Analysts expect November sales at stores open at least a year,
or same-store sales, to rise 3.3 percent among 23 U.S. chains that issue
tallies, according to Thomson Reuters. That would mark a decline from a 5.5
percent rise in November 2010.
Still, Wal-Mart
Stores Inc, Best Buy and other big players do not issue monthly reports, so
those numbers will tell just part of the story.
( Click here for a same-store sales
graphic:http://link.reuters.com/men35s)
On Monday, the spotlight shines on online sales. "Cyber
Monday" is the biggest online shopping day of the year. Based on the
growth seen over the weekend, especially among shoppers using their Apple
Inc iPads
to make purchases, it is expected to be another banner year online. Through 12
p.m. EST (1700 GMT), online sales were up 20 percent versus the same time last
year, according to International
Business Machines Corp.
PEAKS AND VALLEYS
Overall, Thanksgiving weekend sales soared 16.4 percent to $52.4
billion, the National Retail
Federation, an industry trade group, said on Sunday.
The number of transactions at U.S. merchants jumped 17 percent
on Black Friday, after 5 percent rises in the prior two years, according to
data from MasterCard Inc's network.
Discounts were the name of the game, and analysts cautioned that
there could be a prolonged lull in sales until closer to Christmas.
Sixteen out of 29 specialty apparel chains tracked by Goldman
Sachs used aggressive storewide percentage discounts on Black Friday.
That tactic can be costly "as shoppers can use the discount
for best-selling items," Goldman analysts noted, adding that 14 chains had
notably deeper discounts than in 2010.
Stores with steeper discounts than last year included
Abercrombie & Fitch Co's namesake chain and its Hollister chain, American
Eagle Outfitters Inc
and Talbots Inc, according to Goldman Sachs.
Brian Sozzi,
an independent analyst who follows retail stocks, warned that discounts could
come at a price for retailers.
Wal-Mart
was one of the clear winners, he said, along with Best Buy and even Wal-Mart
rival Target.
"It's not an all Wal-Mart
kind of world," Sozzi said.
Sozzi said he is looking beyond chains to other companies that
likely benefited from retailers' sales, such as underwear and T-shirt maker Hanesbrands Inc.
"If Wal-Mart
had such a strong performance in basic apparel ... you look at something like a
Hanesbrands."
Black Friday deals are meticulously planned for months, but
extended discounts were found across a wide range of apparel chains, which may
suggest that early sales were coming in below plan, said Janney Capital
Markets analyst Adrienne Tennant.
Chains such as Aeropostale
Inc, Gap Inc's Banana Republic, bebe stores inc, Charlotte Russe
Holding Inc, Children's Place Retail Stores Inc, New York
& Co Inc, Pacific Sunwear
of California Inc and Chico's FAS
Inc's White House
Black Market pushed their early deals throughout Friday, Tennant said.

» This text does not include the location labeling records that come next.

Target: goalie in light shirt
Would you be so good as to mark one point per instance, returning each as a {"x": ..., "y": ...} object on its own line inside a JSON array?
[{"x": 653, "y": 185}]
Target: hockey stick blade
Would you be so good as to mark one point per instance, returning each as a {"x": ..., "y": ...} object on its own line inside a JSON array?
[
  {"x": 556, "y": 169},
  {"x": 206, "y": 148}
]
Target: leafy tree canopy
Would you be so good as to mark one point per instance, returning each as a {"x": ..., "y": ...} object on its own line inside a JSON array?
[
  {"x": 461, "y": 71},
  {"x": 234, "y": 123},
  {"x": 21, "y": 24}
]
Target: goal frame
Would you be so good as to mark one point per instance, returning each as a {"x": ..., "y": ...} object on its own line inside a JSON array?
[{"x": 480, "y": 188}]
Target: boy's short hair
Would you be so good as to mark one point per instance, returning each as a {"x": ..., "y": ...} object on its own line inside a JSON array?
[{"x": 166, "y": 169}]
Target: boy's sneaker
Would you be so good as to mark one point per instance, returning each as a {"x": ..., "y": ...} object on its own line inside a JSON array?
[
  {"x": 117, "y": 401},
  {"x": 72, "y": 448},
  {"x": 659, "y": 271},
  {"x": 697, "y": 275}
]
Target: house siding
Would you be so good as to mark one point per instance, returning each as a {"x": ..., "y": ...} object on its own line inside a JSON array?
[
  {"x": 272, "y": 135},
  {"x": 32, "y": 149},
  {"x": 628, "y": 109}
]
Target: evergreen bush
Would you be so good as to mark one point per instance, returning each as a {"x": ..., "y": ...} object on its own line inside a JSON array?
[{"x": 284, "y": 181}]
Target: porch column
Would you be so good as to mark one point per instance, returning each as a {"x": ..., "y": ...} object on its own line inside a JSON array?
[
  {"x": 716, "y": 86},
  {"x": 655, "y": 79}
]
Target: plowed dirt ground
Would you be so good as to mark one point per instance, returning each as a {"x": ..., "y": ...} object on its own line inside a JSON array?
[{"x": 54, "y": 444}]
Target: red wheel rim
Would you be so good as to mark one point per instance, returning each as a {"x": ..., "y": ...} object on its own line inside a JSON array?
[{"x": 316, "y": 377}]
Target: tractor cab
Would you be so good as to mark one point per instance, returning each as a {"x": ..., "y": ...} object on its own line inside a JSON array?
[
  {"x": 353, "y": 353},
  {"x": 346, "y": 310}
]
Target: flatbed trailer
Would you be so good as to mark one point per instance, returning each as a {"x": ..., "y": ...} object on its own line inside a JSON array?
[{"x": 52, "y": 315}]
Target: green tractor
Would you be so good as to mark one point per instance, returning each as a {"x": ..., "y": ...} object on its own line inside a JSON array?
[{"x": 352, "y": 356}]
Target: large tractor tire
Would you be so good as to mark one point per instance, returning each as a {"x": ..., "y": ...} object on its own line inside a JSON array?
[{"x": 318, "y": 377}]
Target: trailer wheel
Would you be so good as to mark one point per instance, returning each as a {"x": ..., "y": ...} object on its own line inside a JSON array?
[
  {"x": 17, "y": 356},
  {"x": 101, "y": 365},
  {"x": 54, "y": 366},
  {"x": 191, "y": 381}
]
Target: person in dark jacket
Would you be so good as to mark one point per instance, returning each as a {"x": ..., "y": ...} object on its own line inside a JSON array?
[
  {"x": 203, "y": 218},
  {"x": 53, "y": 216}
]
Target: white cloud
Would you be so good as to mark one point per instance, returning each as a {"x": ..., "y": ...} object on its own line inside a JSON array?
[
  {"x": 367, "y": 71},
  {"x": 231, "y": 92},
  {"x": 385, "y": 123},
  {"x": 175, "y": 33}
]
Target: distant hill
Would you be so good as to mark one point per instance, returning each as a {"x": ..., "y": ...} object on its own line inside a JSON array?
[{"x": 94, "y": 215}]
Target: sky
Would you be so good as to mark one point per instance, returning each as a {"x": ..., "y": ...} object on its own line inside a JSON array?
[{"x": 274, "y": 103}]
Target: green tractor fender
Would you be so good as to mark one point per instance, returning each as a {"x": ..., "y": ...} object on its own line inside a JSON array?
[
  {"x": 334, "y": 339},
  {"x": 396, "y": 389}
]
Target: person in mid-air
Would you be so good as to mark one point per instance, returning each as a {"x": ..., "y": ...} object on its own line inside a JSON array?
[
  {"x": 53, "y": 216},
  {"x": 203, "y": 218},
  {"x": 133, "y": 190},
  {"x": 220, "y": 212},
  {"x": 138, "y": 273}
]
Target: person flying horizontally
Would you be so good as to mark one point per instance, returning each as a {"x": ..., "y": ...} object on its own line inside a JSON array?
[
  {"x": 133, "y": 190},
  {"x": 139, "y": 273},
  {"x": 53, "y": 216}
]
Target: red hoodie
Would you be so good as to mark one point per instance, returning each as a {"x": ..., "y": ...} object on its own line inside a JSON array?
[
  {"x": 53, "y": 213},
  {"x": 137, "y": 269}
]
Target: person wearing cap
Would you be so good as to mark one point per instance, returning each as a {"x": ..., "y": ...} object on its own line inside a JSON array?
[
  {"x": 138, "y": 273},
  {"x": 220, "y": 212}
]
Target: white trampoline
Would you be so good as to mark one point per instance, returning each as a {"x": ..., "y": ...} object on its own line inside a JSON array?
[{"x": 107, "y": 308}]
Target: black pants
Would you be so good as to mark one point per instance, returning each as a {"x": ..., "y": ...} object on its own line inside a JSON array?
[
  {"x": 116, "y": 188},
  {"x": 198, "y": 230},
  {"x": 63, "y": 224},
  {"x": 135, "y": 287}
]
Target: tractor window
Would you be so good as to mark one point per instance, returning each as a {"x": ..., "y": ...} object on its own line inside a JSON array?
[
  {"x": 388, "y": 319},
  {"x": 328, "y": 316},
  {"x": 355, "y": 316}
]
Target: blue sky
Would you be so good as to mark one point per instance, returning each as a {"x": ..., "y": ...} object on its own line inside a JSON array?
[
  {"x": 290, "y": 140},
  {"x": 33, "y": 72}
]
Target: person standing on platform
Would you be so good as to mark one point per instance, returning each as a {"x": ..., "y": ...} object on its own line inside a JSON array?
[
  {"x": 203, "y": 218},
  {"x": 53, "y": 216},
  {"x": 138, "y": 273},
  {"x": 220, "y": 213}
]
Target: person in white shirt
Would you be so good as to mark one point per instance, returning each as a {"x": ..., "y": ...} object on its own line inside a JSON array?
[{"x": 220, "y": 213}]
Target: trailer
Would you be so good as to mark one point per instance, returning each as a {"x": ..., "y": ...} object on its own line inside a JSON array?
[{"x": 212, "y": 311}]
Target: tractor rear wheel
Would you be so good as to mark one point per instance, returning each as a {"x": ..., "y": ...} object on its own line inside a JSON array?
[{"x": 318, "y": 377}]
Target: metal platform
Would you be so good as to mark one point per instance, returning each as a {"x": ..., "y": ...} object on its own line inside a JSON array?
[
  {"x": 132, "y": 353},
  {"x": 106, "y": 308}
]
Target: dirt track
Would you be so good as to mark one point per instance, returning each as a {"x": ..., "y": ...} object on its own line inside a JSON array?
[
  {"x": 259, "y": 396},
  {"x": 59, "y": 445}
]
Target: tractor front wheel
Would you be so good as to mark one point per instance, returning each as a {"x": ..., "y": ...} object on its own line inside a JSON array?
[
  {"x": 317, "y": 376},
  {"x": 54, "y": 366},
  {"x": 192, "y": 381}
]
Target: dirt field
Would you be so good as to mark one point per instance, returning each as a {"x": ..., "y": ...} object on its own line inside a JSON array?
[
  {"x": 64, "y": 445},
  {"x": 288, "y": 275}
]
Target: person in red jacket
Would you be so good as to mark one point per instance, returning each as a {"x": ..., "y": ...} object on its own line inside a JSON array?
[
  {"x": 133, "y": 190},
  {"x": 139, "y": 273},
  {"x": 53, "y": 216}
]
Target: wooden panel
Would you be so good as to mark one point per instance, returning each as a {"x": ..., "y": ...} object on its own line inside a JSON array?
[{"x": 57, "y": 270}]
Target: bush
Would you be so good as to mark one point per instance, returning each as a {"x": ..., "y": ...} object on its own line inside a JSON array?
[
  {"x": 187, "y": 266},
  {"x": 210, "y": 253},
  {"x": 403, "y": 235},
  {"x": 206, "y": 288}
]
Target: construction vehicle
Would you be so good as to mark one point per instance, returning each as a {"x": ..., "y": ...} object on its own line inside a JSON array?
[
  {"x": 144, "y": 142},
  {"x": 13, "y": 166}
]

At 9:30 a.m. EST on Friday, the Aeropostale
store at Pennsylvania's
big King of Prussia mall
gave out makeshift coupons on paper, extending a 1:00 p.m. deadline for an
additional 20 percent off until 5:00 p.m. -- and then that deadline was
extended for the remainder of the day, Tennant noted.
The NRF expects sales for the November-December holiday shopping season
to rise 2.8 percent, slower than the 5.2 percent jump seen in 2010 and roughly
in line with the average growth of 2.6 percent seen over the past decade.